Lo avevamo sospettato in tempi più bui, alla Prima Ondata (che sembra più lontana degli anni Novanta), ai tempi dell'autocertificazione per uscire di casa. Potete stamparla qui, Dovete portarla con voi, Dovete mostrarla a, Dovete dimostrare che.
Ho sognato per mesi di essere fermato, di mostrarla a, di dimostrare che, di dare spiegazioni inappuntabili a poliziotti severi ma giusti, di sentirmi cittadino modello o schiavo della distopia: dipendeva dai giorni, e da quali serie tv stessi guardando.
Non ho mai incontrato un controllore, non conosco nessuno cui sia mai successo, a Milano come nella provincia più ferina, tra le persone che si recavano onestamente al lavoro o (la maggioranza) tra i perdigiorno come me che facevano la passeggiata vascolare. Ma nella Realtà Virtuale (o Virtuosa?) di Speranza serviva il pass, il pass ci avrebbe salvato.
Poi venne l'era del Coprifuoco, e delle folle a Trastevere e sui Navigli a mezzanotte, forse anch'esse in disperata attesa che qualcuno gli dicesse, come Fantozzi al panettiere, «lei deve rendermi conto». Gente che poi passava il weekend nelle seconde case.
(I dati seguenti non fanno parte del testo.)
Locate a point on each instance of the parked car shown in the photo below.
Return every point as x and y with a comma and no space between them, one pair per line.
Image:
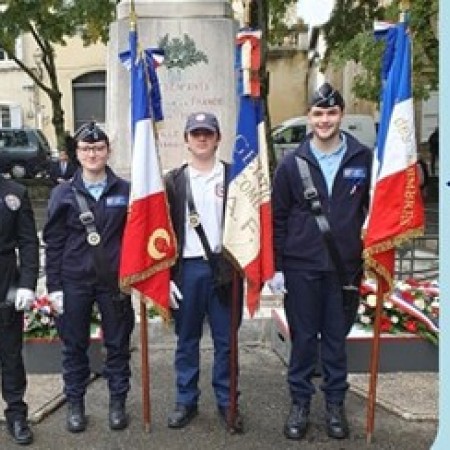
288,134
24,152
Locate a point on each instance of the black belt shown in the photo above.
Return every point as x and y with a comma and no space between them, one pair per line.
195,258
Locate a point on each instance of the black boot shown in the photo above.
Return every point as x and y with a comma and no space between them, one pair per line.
337,425
20,431
118,419
297,421
76,419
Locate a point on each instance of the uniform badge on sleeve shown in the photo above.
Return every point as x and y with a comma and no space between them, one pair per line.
12,202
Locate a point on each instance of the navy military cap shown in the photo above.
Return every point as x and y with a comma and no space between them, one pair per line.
90,132
202,121
326,97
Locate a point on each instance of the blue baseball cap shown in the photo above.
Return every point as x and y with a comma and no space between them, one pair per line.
327,97
202,121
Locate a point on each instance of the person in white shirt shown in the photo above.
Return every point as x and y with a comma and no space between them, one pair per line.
193,293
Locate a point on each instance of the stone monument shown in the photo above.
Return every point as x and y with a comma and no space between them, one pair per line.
197,74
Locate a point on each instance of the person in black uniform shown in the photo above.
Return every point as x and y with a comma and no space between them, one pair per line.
63,169
193,296
17,286
82,268
317,302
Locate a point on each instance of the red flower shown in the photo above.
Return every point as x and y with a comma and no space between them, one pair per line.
385,324
408,296
365,289
411,326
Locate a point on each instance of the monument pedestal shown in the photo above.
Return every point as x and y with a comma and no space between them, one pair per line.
198,38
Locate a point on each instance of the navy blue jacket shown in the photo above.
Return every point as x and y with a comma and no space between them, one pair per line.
68,255
298,242
17,231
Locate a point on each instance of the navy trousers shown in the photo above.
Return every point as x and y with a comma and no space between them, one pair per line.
314,312
200,301
74,330
11,362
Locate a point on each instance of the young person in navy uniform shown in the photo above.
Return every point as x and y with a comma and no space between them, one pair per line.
74,281
193,297
18,279
63,169
340,169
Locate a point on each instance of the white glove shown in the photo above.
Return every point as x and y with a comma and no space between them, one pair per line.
24,298
276,284
57,300
174,296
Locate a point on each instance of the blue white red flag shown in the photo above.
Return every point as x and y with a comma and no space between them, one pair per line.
396,211
248,215
149,244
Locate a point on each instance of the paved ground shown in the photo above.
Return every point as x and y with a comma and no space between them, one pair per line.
264,403
406,415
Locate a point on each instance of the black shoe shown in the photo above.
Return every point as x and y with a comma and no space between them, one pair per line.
76,419
20,431
337,425
235,428
181,416
297,421
118,418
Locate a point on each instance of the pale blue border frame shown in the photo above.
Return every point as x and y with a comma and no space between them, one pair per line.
442,441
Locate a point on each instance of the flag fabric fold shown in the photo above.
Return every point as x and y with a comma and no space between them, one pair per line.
396,212
248,214
149,243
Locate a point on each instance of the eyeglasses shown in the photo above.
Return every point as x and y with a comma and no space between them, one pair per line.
92,148
202,132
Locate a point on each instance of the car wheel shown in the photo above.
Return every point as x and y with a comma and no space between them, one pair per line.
18,171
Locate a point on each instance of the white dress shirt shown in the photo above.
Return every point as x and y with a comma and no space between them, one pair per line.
207,191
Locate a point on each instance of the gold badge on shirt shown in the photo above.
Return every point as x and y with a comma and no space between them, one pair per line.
12,202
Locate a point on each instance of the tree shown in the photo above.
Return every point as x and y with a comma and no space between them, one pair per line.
352,40
275,13
50,23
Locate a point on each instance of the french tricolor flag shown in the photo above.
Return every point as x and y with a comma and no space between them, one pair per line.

Gente che ignorava che nella Realtà Virtuale si trovava invece nella prima casa, a stampare l'ultimo modello di autocertificazione, a chiedere agli amici sui social se si potesse andare a comprare il pane, se girassero le ronde, se fossimo in Roma Città Aperta (alcuni, fan della Realtà Virtuale quanto del Grande Cinema, lo chiedevano sul serio: avrei risposto «Di' che sei tipografo, ti fanno passare», ma sapevo che lo avrebbero fatto davvero, nella remota ipotesi di un controllo).
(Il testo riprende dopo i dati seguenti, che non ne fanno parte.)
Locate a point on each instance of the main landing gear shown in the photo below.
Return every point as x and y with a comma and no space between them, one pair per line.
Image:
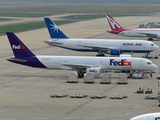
80,73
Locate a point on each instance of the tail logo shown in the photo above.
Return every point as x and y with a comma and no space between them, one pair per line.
113,23
54,28
18,47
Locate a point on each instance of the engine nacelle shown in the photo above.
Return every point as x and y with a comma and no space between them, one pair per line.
95,70
115,52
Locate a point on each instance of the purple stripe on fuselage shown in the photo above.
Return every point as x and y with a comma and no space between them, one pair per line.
29,61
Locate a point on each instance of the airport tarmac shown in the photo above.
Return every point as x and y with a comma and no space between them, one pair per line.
25,91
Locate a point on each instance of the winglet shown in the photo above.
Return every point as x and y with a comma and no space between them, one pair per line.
113,24
53,29
18,47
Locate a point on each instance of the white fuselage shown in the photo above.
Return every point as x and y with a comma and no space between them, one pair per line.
140,32
139,46
105,63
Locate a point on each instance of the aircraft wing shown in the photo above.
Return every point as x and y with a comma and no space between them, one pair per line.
52,42
80,66
102,48
148,34
17,60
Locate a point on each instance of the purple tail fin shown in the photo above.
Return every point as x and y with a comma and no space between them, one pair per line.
18,47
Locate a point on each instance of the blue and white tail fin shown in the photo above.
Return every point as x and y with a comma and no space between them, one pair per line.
53,29
18,47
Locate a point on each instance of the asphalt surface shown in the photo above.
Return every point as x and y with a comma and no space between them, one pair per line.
25,91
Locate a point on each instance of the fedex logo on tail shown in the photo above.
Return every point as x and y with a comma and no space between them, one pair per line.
123,62
112,22
18,47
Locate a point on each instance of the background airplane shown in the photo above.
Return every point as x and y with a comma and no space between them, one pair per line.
102,46
117,29
149,116
24,56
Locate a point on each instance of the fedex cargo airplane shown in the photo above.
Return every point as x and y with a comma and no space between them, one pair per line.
117,29
23,56
102,46
149,116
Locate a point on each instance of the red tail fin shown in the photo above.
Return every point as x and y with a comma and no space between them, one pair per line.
113,24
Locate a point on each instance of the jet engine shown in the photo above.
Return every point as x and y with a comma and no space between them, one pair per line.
95,70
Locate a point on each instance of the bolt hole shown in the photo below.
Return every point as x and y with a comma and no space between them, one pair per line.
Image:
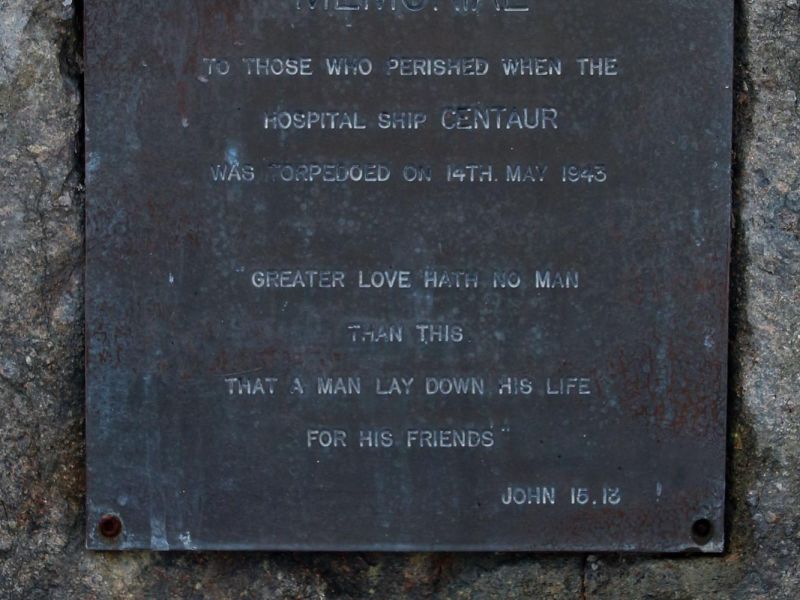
702,531
110,526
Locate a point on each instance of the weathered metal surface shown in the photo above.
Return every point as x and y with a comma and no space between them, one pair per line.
198,434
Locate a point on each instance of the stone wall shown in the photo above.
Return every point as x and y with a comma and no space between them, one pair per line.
42,551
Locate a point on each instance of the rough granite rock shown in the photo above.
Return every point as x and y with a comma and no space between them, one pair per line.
42,551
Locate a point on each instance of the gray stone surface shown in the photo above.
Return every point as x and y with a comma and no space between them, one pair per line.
41,350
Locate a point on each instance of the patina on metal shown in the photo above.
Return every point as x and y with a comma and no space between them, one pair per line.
423,275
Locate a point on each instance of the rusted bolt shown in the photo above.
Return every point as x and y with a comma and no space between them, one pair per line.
110,526
702,530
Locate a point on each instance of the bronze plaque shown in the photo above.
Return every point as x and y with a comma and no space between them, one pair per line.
407,274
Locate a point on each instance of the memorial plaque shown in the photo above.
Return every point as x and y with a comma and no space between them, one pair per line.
407,274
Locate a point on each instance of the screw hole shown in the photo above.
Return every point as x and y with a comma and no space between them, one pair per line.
702,531
110,526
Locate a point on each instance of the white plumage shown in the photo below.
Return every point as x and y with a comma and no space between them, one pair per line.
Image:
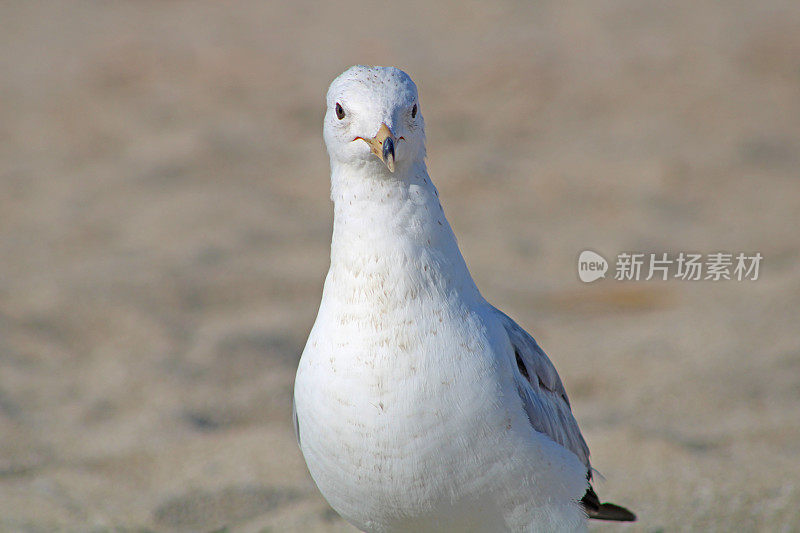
421,407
E adesso lo stop alle mascherine all'aperto: quelle che da marzo almeno vediamo al gomito, al mento, comunque sotto il naso del passante, dell'avventore di bar che ci chiede l'accendino, del conoscente che sputa il suo saluto a trenta centimetri. E mai nessuno in giro a cui denunziarli.
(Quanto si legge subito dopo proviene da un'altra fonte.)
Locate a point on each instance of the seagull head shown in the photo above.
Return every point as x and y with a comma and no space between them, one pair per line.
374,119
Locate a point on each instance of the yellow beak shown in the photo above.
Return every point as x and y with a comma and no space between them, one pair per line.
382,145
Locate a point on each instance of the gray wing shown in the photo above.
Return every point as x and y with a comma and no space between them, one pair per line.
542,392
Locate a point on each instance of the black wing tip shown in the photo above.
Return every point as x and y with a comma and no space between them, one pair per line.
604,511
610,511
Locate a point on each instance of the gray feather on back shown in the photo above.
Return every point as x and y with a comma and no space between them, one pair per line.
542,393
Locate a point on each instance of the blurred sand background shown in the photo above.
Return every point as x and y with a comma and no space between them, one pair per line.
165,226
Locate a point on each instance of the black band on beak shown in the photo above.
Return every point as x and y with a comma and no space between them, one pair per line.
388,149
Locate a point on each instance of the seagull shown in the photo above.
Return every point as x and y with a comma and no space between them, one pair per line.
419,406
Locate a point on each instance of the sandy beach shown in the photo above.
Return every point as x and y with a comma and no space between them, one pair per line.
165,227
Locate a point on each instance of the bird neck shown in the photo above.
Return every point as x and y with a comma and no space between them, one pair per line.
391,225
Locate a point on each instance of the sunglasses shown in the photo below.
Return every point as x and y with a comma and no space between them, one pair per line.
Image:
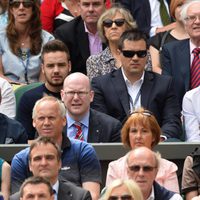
123,197
118,22
136,168
130,54
26,4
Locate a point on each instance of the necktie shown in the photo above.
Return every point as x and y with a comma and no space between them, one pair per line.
79,132
195,69
164,14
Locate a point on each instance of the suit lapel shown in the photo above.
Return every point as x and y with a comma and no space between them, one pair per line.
121,90
146,89
84,42
94,129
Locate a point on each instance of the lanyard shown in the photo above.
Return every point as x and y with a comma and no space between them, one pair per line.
133,104
25,56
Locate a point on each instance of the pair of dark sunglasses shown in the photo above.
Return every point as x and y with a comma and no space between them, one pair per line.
118,22
123,197
136,168
130,54
26,4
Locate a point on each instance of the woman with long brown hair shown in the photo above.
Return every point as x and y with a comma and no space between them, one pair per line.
21,42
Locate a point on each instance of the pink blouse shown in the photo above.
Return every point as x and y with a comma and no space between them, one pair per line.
166,176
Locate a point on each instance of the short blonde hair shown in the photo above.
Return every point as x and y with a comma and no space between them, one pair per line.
147,121
131,185
130,22
60,104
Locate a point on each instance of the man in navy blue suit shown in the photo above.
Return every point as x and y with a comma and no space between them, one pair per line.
122,91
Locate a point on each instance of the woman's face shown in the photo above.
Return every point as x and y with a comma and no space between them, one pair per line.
114,32
22,11
120,191
140,136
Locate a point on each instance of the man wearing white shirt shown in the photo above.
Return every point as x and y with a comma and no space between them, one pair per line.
191,114
143,167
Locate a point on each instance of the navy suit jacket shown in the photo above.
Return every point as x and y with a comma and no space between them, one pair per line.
74,36
175,60
103,128
66,191
157,95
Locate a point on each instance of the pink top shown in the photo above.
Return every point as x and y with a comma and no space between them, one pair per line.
166,176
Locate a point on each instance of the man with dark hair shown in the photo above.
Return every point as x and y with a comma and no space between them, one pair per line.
45,161
80,34
80,164
122,91
56,66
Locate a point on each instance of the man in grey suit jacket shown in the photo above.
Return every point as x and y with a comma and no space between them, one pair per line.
177,57
80,35
45,161
122,91
96,126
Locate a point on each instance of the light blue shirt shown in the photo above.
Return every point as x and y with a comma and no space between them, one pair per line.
71,130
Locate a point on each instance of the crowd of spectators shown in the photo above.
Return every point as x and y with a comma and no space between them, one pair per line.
107,71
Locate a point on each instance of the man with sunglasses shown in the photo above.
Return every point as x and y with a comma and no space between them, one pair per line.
122,91
142,167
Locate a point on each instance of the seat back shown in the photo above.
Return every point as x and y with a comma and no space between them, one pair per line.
21,90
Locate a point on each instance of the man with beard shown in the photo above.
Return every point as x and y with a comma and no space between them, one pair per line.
56,66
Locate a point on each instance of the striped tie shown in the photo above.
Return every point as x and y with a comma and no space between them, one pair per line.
195,69
79,133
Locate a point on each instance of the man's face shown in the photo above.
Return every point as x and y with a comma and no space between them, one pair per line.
91,10
192,24
143,171
44,162
36,192
77,96
48,120
55,68
134,65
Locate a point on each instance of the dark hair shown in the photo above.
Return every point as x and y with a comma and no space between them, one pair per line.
45,140
35,32
132,35
35,180
53,46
Nella Realtà Virtuosa respiriamo finalmente liberi, va messa solo al chiuso. Come facevamo da mesi nella realtà reale. E chissà se hanno aggiornato il software di Speranza, chissà se nel suo visore c'è già l'upgrade alla variante Delta. Nella realtà sì, “ma da mo!”, come dicevano in Ferie d'agosto di Virzì: non a caso, il film simbolo dei nostri gloriosi anni Novanta.